Les Naviplanes N102 dans le Languedoc-Roussillon

Depuis 1969, la SEDAM dispose de plusieurs Naviplanes N102 mais n’a toujours pas de clients pour ces machines.
La première tentative d’exploitation d’un N102 sur la Loire à Tours s’est soldée par un échec. Il faut continuer à les présenter, partout où leur utilité pourrait être démontrée.

Avant de devenir PDG de la SEDAM en 1965, Abel Thomas a participé activement à la « Mission Racine » (Mission interministérielle d’aménagement touristique du littoral du Languedoc-Roussillon).

On trouve une trace de son action dans le livre de Pierre Racine « Mission impossible ? – L’aménagement touristique du littoral Languedoc-Roussillon ».

Pierre Racine : Abel Thomas sera l’âme et le moteur de la grande oeuvre qui allait commencer. […] Il est bien le type d’homme qui peut traduire une idée en volonté et en acte. D’une exceptionnelle imagination concrète, « visualisant » au sens fort du terme ce qui n’existe pas encore, d’une énergie peu commune mais s’embarrassant peu, il est vrai, de formalités administratives, entraînant les plus sceptiques, il se met immédiatement au travail. Dès 1959, il parcourt le Languedoc-Roussillon, où il connaît beaucoup de monde, notamment les élus politiques […]. A pied ou au volant de sa vieille deux chevaux Citroën, il visite les lieux dans des conditions pittoresques, se perdant parfois dans des marécages. Il revient à Paris convaincu qu’il faut aménager touristiquement le littoral du Languedoc-Roussillon, dont la côte encore vierge offre d’immenses possibilités. […]
L’opération d’aménagement va désormais se préparer, sans qu’aucune décision de principe soit encore prise. Abel Thomas joue dès lors un rôle décisif. Il parcourt inlassablement la côte et choisit les emplacements où pourraient être créées des stations. Il commence à négocier avec les propriétaires et leur demande des options.
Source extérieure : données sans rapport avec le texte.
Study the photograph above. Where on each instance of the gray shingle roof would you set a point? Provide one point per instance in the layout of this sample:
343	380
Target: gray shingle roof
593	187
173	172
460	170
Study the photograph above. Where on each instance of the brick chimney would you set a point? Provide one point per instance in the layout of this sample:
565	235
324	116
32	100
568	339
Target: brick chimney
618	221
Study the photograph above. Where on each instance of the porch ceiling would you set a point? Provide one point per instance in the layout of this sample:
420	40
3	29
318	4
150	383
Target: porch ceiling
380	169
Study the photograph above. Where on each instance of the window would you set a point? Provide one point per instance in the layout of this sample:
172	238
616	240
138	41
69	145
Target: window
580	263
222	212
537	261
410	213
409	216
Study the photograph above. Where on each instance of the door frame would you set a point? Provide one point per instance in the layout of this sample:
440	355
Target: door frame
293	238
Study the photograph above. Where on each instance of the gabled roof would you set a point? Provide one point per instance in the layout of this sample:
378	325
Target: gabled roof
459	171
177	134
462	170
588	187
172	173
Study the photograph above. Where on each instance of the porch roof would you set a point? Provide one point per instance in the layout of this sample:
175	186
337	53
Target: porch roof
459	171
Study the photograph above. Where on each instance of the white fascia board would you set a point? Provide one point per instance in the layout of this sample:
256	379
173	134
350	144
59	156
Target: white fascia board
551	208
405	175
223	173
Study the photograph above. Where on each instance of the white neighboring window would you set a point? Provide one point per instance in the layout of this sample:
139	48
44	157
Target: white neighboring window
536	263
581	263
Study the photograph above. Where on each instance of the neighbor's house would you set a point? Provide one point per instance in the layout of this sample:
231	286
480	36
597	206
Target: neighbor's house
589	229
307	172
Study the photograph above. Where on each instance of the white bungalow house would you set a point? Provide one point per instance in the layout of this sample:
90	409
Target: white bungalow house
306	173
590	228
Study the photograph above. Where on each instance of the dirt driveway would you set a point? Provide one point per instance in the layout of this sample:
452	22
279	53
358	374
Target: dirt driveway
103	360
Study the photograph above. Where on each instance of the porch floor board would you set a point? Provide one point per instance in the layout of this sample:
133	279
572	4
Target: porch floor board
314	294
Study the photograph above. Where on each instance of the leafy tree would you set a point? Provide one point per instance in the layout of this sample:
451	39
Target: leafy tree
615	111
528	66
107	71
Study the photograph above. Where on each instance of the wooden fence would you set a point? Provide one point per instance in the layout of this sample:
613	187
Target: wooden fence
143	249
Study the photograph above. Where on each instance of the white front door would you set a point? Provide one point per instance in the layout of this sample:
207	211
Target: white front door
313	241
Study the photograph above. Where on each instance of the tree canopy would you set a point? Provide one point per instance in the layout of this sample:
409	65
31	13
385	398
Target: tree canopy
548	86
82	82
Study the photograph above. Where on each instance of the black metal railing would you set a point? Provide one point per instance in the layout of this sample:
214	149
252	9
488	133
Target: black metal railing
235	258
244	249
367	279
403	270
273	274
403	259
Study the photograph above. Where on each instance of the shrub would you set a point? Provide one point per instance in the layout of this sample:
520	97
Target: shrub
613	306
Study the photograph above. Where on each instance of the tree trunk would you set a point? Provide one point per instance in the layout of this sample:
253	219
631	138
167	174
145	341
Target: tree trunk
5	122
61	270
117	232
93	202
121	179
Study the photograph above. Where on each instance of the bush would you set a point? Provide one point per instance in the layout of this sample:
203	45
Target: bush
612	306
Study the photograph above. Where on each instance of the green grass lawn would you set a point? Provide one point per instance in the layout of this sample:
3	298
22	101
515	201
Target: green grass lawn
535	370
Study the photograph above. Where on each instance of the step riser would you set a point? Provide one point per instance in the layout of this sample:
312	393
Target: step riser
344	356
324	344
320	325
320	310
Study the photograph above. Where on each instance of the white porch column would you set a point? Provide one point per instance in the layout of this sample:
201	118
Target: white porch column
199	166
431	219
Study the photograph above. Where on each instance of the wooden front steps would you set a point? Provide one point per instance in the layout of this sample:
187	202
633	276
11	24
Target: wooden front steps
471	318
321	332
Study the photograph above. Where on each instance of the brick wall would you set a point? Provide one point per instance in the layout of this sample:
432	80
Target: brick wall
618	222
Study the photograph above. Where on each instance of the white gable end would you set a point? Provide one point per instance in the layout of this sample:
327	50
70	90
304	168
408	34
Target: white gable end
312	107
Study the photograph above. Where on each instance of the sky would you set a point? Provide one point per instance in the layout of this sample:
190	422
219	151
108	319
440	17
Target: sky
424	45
C’est donc naturellement que le Languedoc-Roussillon va accueillir à partir de 1970 plusieurs Naviplanes N102.
Basés principalement à La Grande Motte, il effectueront en été des promenades en mer de vacanciers.

Michel Piller était alors âgé d’une douzaine d’années et il a vécu cette aventure de l’intérieur.
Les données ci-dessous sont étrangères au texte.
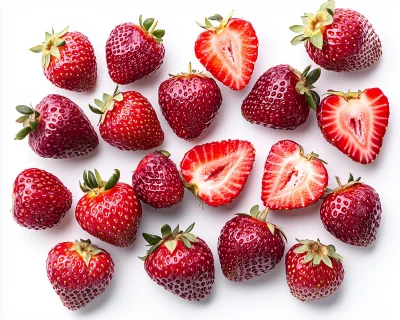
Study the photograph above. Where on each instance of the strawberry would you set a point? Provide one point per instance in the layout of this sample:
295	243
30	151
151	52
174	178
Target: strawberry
109	210
57	128
340	40
134	51
229	51
157	182
313	270
216	172
79	272
68	60
291	179
180	262
282	98
128	121
189	102
39	200
355	122
352	212
248	246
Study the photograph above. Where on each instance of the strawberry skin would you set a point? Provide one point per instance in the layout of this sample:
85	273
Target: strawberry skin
40	199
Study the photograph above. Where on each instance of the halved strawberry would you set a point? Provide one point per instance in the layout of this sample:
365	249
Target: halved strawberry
216	172
355	122
291	179
228	51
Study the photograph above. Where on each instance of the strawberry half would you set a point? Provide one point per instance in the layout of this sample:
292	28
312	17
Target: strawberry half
292	180
355	122
216	172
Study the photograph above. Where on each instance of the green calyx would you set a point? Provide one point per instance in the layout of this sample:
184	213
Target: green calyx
170	239
313	25
49	47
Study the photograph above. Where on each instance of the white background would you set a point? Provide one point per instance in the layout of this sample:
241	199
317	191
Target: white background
370	288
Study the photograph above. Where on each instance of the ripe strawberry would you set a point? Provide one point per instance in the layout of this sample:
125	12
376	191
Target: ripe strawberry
79	272
189	102
134	51
109	210
282	98
229	51
128	121
157	182
216	172
180	262
291	179
68	60
39	200
355	122
248	246
57	128
313	270
340	40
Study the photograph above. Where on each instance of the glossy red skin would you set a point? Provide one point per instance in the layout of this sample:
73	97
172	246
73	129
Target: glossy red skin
76	283
132	124
63	131
187	273
132	53
40	199
352	215
113	216
189	104
350	43
308	282
76	69
274	102
247	248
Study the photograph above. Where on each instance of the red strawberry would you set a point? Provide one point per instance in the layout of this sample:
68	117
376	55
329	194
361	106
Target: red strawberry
109	210
79	272
157	182
216	172
128	121
352	212
282	98
229	51
340	40
313	270
134	51
248	246
57	128
355	122
68	60
189	102
180	262
40	200
291	179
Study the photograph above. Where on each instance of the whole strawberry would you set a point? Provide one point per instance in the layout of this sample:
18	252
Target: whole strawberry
128	121
340	40
134	51
157	182
68	60
57	128
109	210
39	200
352	212
189	102
180	262
313	270
282	98
248	246
79	272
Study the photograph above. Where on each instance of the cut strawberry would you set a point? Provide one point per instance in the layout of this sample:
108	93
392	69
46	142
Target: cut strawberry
216	172
291	179
355	122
Michel Piller (récit écrit en octobre 2000) : … « Dis M’man, quand est-ce qu’il arrive ? »…

En cette fin du mois d’août 1970, il fait encore chaud dans le sud de la France, à La Grande Motte cette géniale ville à peine sortie des sables et qui ressemble plutôt à un immense champ de grues qu’à une future station balnéaire. Il y a aussi encore beaucoup d’estivants venus profiter de leurs derniers jours de vacances.

Un proche ami de ma famille, Colonel retraité de l’Armée de l’Air française, s’est reconverti dans « La Mission »… Oh, rien de très clérical dans cela, il s’agit de la Mission Interministérielle pour l’Aménagement Touristique du Littoral Languedoc-Roussillon…

Cette deuxième moitié du vingtième siècle est très riche en événements technologiques majeurs et en aventures humaines. Voici à peine plus d’un an, Neil Armstrong et Buzz Aldrin avaient marché sur la lune et Concorde avait fait son premier vol. Promus alors à un bel avenir, les véhicules sur coussin d’air étaient en plein développement. Sur un rail très spécial, l’Aérotrain faisait ses essais en Île de France et dans l’Orléanais. Sur la terre et sur l’eau, les Terraplanes et autres Naviplanes avaient depuis longtemps montré leur aisance et leurs possibilités. La conviction de leur potentiel avant-gardiste était alors telle que les nouvelles stations du sud de la France, de par leur architecture novatrice et leur urbaniste résolument orienté vers l’avenir, étaient apparues comme un terrain propice à la promotion de ce nouveau concept de transport, de l’an 2000 comme on se plaisait à le qualifier à l’époque !

« On dit » que ça vole, à quelques centimètres au-dessus du sol. « On dit » que ça peut se déplacer à plus de cent vingt kilomètres à l’heure sur l’eau, bien plus vite en tous cas que les rapides bateaux les plus courants de l’époque.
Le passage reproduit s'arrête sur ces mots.